Why do stock markets worldwide fall time and again? Because people sell all sorts of stocks. And why are they selling? Because they closely examined their savings and saw that stocks were the worst investment in the past decade, so they want to get rid of them at any cost; here and now, particularly in the face of grim predictions of recession. The electronic herd has changed course and is quickly rushing away from the markets, trampling anything that happens to be in its way.
Do you know those cases where everyone leaves the roulette table with a grim facial expression? This is what’s happening now. The deep secret has been exposed: Those who invested in a highly recommended US stock portfolio (or a British one, or a German one, or a Japanese one,) at the start of the decade lost 40% to 60% in real terms thus far.
Some stock markets dove deeper than others, while some stock markets somehow provided their investors with miniscule yield in real terms; for example, the Tel Aviv stock exchange. The index of the 100 leading stocks traded in Tel Aviv rose by an average rate of 1% a year since 2000. This is not the kind of yield people tend to boast of, particularly when taking into account the risk level.
This does not mean that one cannot make nice profits in the interim periods by buying and selling stocks. It is most certainly possible. In any roller coaster there is a drop that leads to a climb, and a climb that leads to a drop. Those in possession of brave hearts and deep pockets are able to take advantage of the oscillations and make a fortune. However, should one not disembark from the rollercoaster on time, the wealth that has been accumulated while climbing fades away on the way down. By the time you reach the final stop, nothing is left, with the exception of a headache, a stomachache, and shattered dreams. Those who bought stocks on Wall Street in 1929, at its peak, only got their money back in real terms in 1959.

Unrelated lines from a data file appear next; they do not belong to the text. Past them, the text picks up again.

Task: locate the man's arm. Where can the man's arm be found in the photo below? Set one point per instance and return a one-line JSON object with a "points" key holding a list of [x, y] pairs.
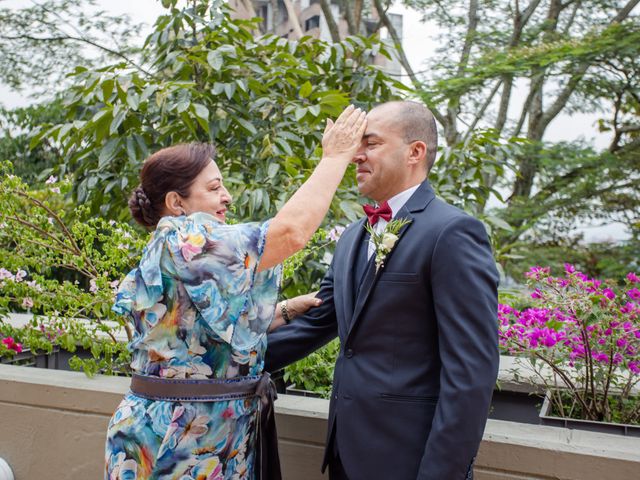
{"points": [[464, 284], [306, 333]]}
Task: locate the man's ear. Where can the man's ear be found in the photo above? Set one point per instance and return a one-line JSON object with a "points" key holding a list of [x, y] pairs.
{"points": [[417, 152], [173, 204]]}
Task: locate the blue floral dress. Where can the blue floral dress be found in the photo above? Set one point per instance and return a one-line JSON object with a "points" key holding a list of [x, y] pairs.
{"points": [[200, 310]]}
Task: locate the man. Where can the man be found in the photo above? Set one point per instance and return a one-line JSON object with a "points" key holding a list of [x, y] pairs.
{"points": [[418, 353]]}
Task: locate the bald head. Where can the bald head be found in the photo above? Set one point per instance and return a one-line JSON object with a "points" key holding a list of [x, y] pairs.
{"points": [[415, 122]]}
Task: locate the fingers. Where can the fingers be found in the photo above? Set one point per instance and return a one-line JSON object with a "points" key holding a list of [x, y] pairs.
{"points": [[329, 126], [345, 114]]}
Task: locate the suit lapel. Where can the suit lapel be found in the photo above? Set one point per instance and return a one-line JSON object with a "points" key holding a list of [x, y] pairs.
{"points": [[348, 294], [418, 202]]}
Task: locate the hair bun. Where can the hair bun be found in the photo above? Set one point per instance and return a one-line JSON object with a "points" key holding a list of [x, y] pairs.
{"points": [[141, 208]]}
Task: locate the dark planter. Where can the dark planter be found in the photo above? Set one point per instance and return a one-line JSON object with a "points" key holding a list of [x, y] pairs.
{"points": [[590, 425], [516, 406], [292, 390], [28, 358]]}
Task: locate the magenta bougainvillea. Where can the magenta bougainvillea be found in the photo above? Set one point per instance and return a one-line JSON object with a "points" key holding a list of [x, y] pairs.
{"points": [[584, 335]]}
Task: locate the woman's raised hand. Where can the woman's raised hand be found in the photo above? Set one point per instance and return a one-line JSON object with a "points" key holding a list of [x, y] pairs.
{"points": [[343, 137]]}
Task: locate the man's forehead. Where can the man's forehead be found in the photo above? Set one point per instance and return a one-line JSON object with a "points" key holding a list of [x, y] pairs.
{"points": [[380, 122]]}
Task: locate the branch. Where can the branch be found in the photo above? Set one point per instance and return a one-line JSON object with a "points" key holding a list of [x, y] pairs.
{"points": [[566, 92], [293, 19], [348, 15], [484, 107], [397, 41], [66, 37]]}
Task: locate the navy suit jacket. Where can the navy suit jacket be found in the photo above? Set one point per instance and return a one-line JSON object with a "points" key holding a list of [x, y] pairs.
{"points": [[418, 353]]}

There is a human tendency to always look for the buy guys who are apparently at fault for our losses; if only they are removed from the game, we shall all be making profits again. When the stock markets in the Far East collapsed in 1998, the blame was directed at decaying regimes and corrupt conglomerates. Meanwhile, the leaders of these regimes blamed international Jewish financiers. When the stock market plague reached New York a year later, new guilty parties were found: Financial math whizzes who deceived the markets. When technology stocks collapsed in 2001, venture capital funds were blamed for failing to restrain themselves.
Now, the new guilty parties are chosen from among the senior managers of financial firms who were granted high salaries and inflated benefits.
The truth is less conspiratorial-criminal, but deeper. There is no scheming body behind this and no bloodsuckers – and we, Jews, better be even more careful when it comes to collectively accusing one kind of economic elite or another. After all, those kinds of accusations (“parasitic Jewish bankers”) were utilized by anti-Semites for many years.
The free capitalistic stock market is by its very nature unstable, unpredictable, unrestrained, and therefore unsuitable for long-term savings. It becomes inflated every few years, and every few years the bubble bursts. In between, smalltime investors can turn into millionaires, and back into smalltime investors.
The rule is well known: When a smalltime investor falls off a plane in the middle of the night, only a bank can save him. When the bank falls off the plane in the middle of the night, only a government can save it. Fortunately, the Israeli government has a company known as “State of Israel Assets,” which operates under the Treasury’s auspices and still holds controlling stake in Bank Leumi as well as Bank Discount stocks. If necessary, this government company would be able to invest billions of shekels in boosting the banks’ capital.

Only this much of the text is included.